Call her a maverick, call her a non-conformist, but there is no denying her prodigious artistry. Shobana treads her own path as she unabashedly dramatises every aspect of a Bharatanatyam performance.

At Bharat Kalachar This time she brought a full orchestra, cranked up the microphone volume, used sudden shifts in pace during her nritta segments in no particular order, performed the gap beats rather than the intended steps and acted brilliantly to keep the rasikas spellbound. Yes it is true that young students ought not to take a cue from her careless footwork, but must learn to appreciate the big picture of her versatility.

Remember, she is always in control, during nritta or abhinaya interludes, whether she is performing each movement or just waiting to underline the gap beats.

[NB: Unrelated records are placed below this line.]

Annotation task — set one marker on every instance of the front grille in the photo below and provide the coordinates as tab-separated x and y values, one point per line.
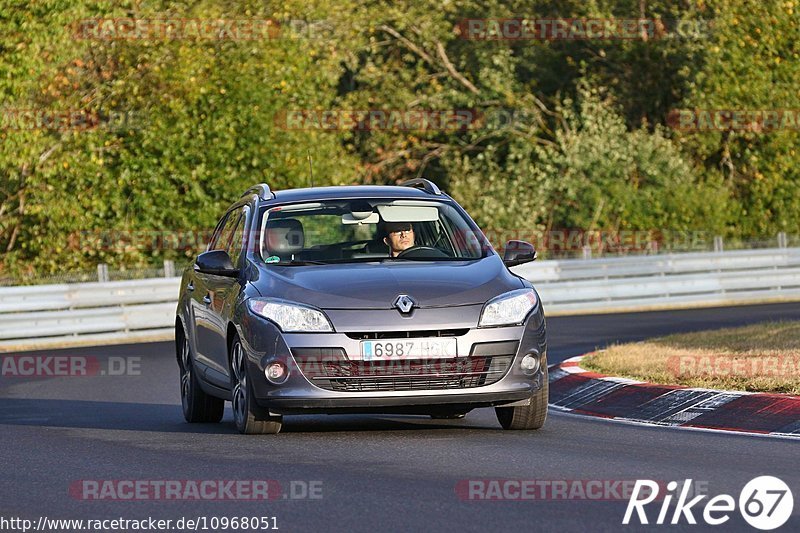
404	375
374	335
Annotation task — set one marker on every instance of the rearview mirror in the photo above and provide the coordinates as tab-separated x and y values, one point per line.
217	263
518	252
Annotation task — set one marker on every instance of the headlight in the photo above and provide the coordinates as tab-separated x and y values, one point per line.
508	309
290	316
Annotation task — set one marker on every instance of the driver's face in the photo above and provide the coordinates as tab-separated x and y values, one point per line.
400	240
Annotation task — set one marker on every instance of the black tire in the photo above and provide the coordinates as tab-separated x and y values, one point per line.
250	418
448	415
198	407
530	416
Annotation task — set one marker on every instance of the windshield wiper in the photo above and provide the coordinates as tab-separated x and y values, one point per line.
298	262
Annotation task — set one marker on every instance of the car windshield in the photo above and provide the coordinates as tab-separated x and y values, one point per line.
364	230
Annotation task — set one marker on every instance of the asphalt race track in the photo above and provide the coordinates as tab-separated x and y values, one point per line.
392	473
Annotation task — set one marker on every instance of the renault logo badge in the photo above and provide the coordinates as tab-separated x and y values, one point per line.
404	303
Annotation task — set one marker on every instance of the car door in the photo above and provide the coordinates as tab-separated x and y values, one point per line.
223	292
202	303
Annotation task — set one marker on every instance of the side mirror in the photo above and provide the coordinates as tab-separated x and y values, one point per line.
518	252
216	262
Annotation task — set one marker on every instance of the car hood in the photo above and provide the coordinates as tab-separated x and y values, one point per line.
376	286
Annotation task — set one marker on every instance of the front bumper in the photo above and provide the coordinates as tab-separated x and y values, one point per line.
305	393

Isn't she after all the most naturally talented of her generation?

The opening Gambhira Nattai Mallari had neither a procession of Nataraja that she alluded to, nor an array of different movements. The nritta was in fact repetitive, but her charisma and the use of pace in the song turned it into a vibrant invocation. There is no doubt that Shobana's personality electrifies the performance space.

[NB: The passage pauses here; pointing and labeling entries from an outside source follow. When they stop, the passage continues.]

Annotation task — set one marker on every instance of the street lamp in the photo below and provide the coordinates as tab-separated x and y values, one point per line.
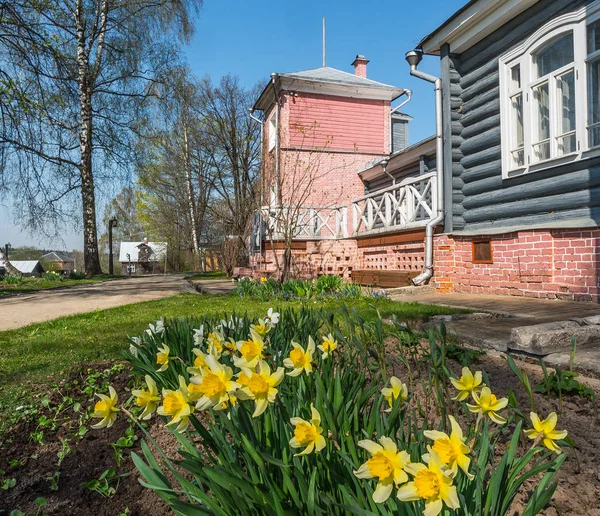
112	223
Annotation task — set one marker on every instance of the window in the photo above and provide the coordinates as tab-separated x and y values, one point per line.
272	133
550	94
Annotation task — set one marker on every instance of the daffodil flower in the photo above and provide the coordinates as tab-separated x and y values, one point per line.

In her hands, the uncommon Khamas padavarnam, ‘Entani Ne' (Rupakam, Subbarama Dikshitar) on Tyagaraja became a 30-minute love poem. The dancer, as the heroine, is awe-struck and falls in love with Siva at first sight. Her description of Siva's magnificent form was so in the moment and so personal, that it ceased to be a varnam, and took on the hues of a romantic tale. The heroine's burning desire to be with her love-interest and the resulting distress came through as powerfully in the charanam, ‘Tapamadhika Mayanura.'

A lullaby for baby Krishna in ‘ Achyutham Keshavam' led into the story of Rama from Sage Viswamitra's visit to Ayodhya and the Thadaka killing in Bala Kandam to Rama Pattabhishekam in Yuddha Kandam.

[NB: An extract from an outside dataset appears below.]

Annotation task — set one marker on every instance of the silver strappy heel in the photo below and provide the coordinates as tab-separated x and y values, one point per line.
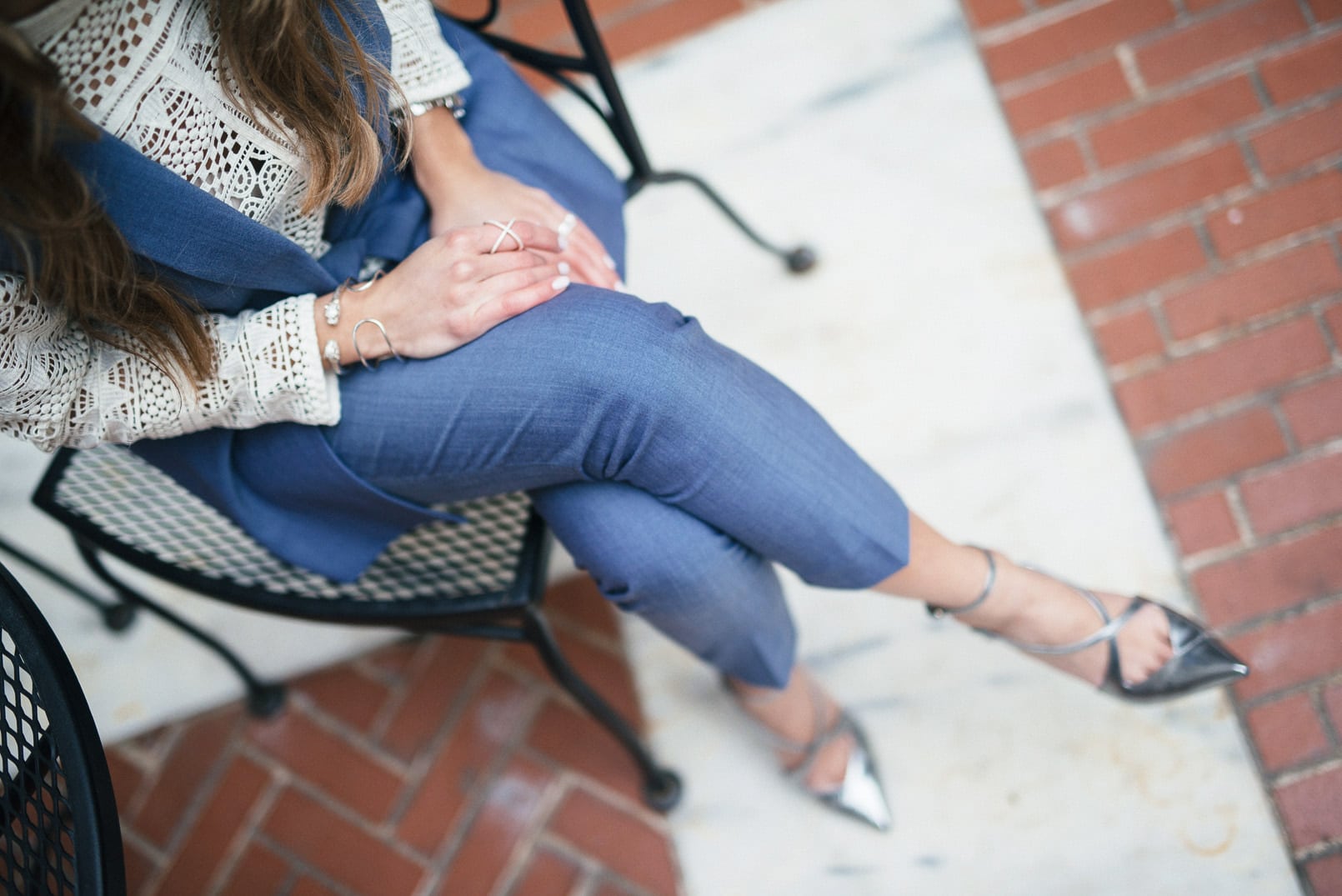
1199	660
859	794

In 45 minutes, Shobana brought alive the bravado of Sita's suitors, the budding romance between Rama and Sita, Dasaratha's anger and helplessness, Soorpanakha's lust and so on. It was an engrossing frame by frame unfolding of the Ramayana, that could very well have remained a story-telling session but for the devotional fervour in the oft-repeated refrain, ‘Rama, Rama, Rama, Jaya Jaya Rama.'

Preethy Mahesh's music soared on the wings of Shobana's artistry, and the other musicians, Karaikal Venkatasubramaniam (violin) and S. Mahesh (flute) followed suit.

Shobana's percussive support artists need to be especially alert to her spontaneity and Ramakrishnan (mridangam), Revathy Kumar and Srividya Ramachandran (nattuvangam) did extremely well in this regard.